Further, the paper [12] considered an HIV/AIDS epidemic model including five compartments under fractal-fractional-order derivative. Existence, Ulam–Hyers and generalized stability conditions via nonlinear functional analysis are established. Moreover, a fractional Adams–Bashforth method is developed for numerical simulation and applied on some existing real data of disease spread in South Africa. It is shown that the infected individuals, who have changed their sexual habits sufficiently after starting the treatment and changing their sexual behavior, increased gradually.
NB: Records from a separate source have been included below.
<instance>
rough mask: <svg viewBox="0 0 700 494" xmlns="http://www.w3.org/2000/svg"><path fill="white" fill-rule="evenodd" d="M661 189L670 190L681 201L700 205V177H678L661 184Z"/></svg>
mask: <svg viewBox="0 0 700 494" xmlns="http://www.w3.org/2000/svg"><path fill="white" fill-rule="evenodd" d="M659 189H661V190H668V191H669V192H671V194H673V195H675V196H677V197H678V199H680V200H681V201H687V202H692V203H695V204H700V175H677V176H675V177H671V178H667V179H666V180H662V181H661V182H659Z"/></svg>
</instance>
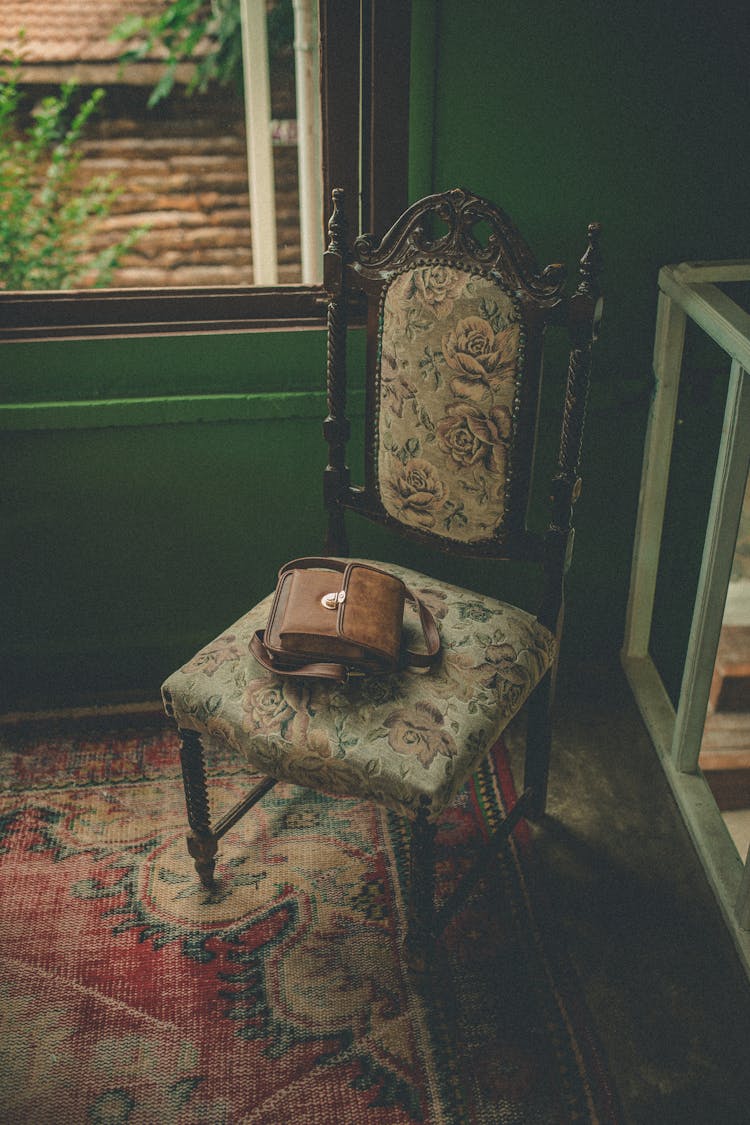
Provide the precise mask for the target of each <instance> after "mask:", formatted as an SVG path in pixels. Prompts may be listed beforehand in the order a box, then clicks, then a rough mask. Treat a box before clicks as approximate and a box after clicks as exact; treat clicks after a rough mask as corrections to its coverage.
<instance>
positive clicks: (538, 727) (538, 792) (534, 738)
mask: <svg viewBox="0 0 750 1125" xmlns="http://www.w3.org/2000/svg"><path fill="white" fill-rule="evenodd" d="M553 693H554V673H553V669H552V668H551V669H550V670H549V672H548V673H546V675H545V676H544V678H543V679H542V681H541V682H540V684H539V685H537V687H536V690H535V691H534V692H533V694H532V696H531V699H530V700H528V703H527V726H526V762H525V767H524V789H530V790H531V791H532V796H531V802H530V805H528V811H527V816H528V818H530V819H531V820H536V819H539V818H540V817H543V816H544V810H545V808H546V789H548V781H549V775H550V751H551V747H552V699H553Z"/></svg>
Furthermore, the research team [13] describes the dynamics of HIV-AIDS infection by investigating the celebrated mathematical SICA model via a fractional order system. Stability and instability of equilibrium points are determined in terms of the basic reproduction number. Additionally, a fractional optimal control system is formulated and suitable strategies for minimizing the spread of the disease into the population are determined.

In the last contribution, [14], the authors prove sufficient conditions for the stability of a stationary solution to a system of nonlinear partial differential equations of the diffusion model describing the growth of malignant tumors. They also numerically simulate stable and unstable scenarios involving the interaction between tumor and immune cells.

We take this opportunity to thank all the contributors of FP: Cancer & HIV/AIDS Dynamics: From Optimality to Modelling, more precisely, to all authors for confirming their interests to the subject, by submitting their works for possible publication, and also to all referees for helping our editorial task. A special thanks and respect goes to Prof. Dr. Paolo Biscari, Editor in Chief of EPJP, and also to Springer for accepting our proposal and giving us a green light to form this issue.